On Campus

Racism: why yes, now that you mention it, it is everywhere

Student panel to try to find it. We bet they will.

A medical textbook that calls black people’s hair thick and kinky and Asian hair smooth and silky exemplifies Eurocentric teaching materials at Ontario’s colleges and universities, a forum exploring campus racism heard Wednesday.

Such textbooks are woefully inadequate when it comes to teaching how to care for visible minority patients, nursing student Liana Salvador, 24, told the panel as it launched provincewide hearings.

“They use white as the reference point and everyone else is pigeonholed or extra,” said Salvador, a student at Ryerson University, who cited an example from one textbook that discusses hair type.

“It said, ‘black people have kinky, thick hair that is often dry, and Asians have smooth, silky hair.’

“Just the way that it’s written and the language that it’s written in often can encourage stereotyping.”

Committees need to be struck that have broad representation, including students, when it comes to the selection of teaching materials for post-secondary programs, Salvador told the panel.

The forum at George Brown College was the first of several the Ontario chapter of The Canadian Federation of Students will be holding across the province before the end of April.

The concept was born from another task force that, two years ago, examined the needs of Muslim students. Federation representative Hildah Otieno said incidents of Islamaphobia were identified at campuses across the province, but so too were incidents of racism and discrimination involving other religions and ethnicities.

“We’re trying to look at individual acts of racism, discrimination and hate, and see how that impacts those racialized students, faculty and staff on campus,” Otieno said at a news conference prior to the hearing.

“But we’re also going to try and look at the systemic way in which institutional structures may be affecting the same people.”

Although the focus of the panel’s work is racism, Canadian Arab Federation president Khaled Mouammar — who was invited to speak at the press conference — instead focused his comments on what he called the problem of private funding to universities.
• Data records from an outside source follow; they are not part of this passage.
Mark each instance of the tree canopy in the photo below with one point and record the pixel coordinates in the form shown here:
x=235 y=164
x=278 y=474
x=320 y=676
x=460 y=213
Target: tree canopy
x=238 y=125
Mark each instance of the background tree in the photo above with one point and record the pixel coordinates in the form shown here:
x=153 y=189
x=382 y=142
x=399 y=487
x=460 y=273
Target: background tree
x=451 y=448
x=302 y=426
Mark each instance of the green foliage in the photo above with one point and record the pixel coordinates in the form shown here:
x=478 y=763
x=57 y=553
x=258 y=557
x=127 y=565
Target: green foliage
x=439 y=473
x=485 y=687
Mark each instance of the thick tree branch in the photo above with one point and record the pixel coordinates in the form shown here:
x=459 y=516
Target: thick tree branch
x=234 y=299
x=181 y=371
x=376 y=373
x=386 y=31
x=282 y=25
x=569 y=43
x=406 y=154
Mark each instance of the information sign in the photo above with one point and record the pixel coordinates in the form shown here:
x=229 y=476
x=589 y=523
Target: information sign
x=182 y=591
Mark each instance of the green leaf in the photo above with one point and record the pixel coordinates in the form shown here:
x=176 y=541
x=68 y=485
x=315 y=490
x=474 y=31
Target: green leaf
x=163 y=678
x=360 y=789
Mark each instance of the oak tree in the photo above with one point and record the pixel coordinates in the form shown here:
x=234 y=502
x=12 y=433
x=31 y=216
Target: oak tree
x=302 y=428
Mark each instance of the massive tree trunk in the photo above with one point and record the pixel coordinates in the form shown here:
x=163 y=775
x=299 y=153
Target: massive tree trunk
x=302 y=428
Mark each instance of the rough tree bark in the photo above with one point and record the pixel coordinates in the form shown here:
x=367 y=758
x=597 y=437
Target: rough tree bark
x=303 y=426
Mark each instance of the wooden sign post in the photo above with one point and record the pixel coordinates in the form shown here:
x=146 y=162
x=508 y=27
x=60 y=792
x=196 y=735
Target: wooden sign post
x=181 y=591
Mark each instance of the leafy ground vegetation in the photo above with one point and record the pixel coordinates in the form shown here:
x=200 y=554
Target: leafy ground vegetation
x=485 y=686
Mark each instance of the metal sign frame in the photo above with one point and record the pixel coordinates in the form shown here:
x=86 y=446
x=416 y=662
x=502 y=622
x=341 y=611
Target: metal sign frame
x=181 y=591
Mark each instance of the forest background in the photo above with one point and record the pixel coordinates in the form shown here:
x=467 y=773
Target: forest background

Institutions are “susceptible to blackmail” because private donors put pressure on them to “curtail and muzzle freedom of expression and freedom of speech,” said Mouammar, who did not offer any concrete examples when asked.
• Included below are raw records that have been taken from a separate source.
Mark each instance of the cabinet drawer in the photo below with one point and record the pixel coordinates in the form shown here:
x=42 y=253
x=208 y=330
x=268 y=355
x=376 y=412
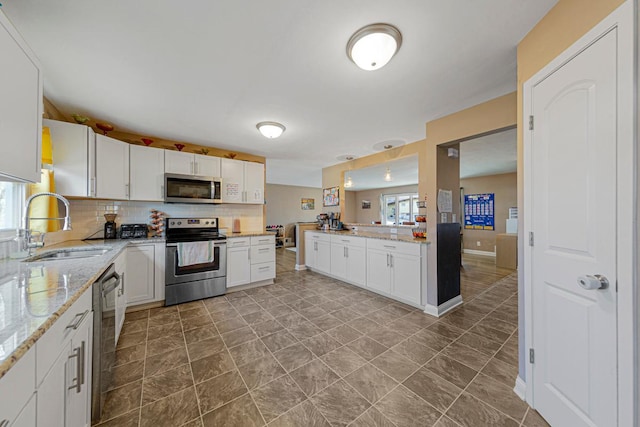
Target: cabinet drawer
x=238 y=241
x=17 y=386
x=394 y=246
x=263 y=240
x=52 y=342
x=359 y=242
x=263 y=253
x=264 y=271
x=321 y=237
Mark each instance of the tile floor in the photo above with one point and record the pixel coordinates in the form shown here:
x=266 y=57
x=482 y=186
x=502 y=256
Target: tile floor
x=313 y=351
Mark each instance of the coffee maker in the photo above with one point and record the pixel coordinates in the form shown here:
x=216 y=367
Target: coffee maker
x=110 y=228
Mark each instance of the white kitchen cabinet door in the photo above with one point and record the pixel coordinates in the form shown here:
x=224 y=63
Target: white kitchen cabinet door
x=146 y=173
x=112 y=168
x=207 y=165
x=238 y=266
x=52 y=392
x=405 y=271
x=20 y=109
x=27 y=416
x=78 y=388
x=254 y=183
x=232 y=173
x=140 y=274
x=378 y=273
x=356 y=265
x=178 y=162
x=339 y=260
x=323 y=257
x=74 y=158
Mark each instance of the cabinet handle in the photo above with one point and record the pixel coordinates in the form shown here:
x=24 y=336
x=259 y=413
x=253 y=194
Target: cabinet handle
x=74 y=325
x=76 y=381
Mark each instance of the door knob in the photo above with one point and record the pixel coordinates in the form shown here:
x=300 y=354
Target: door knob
x=593 y=282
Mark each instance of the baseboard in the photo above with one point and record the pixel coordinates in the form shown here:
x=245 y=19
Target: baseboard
x=483 y=253
x=520 y=389
x=443 y=308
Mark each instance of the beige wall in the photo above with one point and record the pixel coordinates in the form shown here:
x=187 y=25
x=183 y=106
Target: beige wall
x=284 y=205
x=505 y=188
x=367 y=216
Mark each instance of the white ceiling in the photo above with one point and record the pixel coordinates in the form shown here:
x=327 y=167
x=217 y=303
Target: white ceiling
x=489 y=155
x=207 y=71
x=404 y=171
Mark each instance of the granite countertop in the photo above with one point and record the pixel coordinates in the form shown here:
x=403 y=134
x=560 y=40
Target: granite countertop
x=250 y=234
x=33 y=295
x=380 y=236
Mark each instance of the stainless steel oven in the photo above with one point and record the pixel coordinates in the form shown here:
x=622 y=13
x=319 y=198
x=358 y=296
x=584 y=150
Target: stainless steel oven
x=195 y=281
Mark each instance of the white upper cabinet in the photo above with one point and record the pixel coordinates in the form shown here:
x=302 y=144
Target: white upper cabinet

Mouammar made headlines earlier this week after Immigration Minister Jason Kenney threatened to slash the CAF’s funding, a move that came after Mouammar called Kenney a “professional whore” for criticizing the presence of Hamas and Hezbollah flags at anti-Israel rallies in Toronto.
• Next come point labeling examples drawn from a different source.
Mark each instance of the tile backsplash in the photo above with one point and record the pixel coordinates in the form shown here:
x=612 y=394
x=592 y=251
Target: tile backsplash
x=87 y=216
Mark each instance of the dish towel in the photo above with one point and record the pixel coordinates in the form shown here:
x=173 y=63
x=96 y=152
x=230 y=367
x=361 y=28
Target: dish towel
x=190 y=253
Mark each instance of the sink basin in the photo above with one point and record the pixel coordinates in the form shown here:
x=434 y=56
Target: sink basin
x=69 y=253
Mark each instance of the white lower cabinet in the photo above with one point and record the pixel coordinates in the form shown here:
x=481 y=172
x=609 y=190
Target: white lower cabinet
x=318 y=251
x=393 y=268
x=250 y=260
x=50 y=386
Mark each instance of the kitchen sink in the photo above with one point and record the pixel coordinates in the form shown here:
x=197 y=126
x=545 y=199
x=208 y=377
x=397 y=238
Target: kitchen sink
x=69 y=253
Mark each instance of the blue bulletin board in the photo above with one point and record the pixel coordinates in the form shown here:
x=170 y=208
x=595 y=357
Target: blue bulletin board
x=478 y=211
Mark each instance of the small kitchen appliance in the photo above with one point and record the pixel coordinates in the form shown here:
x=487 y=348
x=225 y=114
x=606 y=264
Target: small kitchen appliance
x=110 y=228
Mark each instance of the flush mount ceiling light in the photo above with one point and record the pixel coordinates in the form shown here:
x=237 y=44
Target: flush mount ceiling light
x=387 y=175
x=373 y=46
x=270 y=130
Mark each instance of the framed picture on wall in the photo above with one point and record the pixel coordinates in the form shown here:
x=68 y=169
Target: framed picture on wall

Later, the panel heard that the name-calling and graffiti that often go hand-in-hand with racism are still alive and well on campus.

Last year, the Black Student’s Alliance at York University had “nigger” and “go back to Africa” written on its office door on Martin Luther King Day. At Ryerson, the bulletin board belonging to the East African Students of Toronto was set on fire.

“I find it really upsetting and pointless, and I think people that write that stuff down don’t realize the impact,” said Mike Auksi, a 27-year-old Ojibway from Lac Seul First Nation.

The Ryerson social work student told the panel about hateful epithets he’s seen scrawled on bathroom walls.

“It impacts me even if it isn’t myself that’s being targeted.”

The hearing appears next at the University of Toronto, and has other stops scheduled in Kingston, Ottawa, Guelph and Sudbury. The work will culminate in a report the federation hopes to have completed in the fall.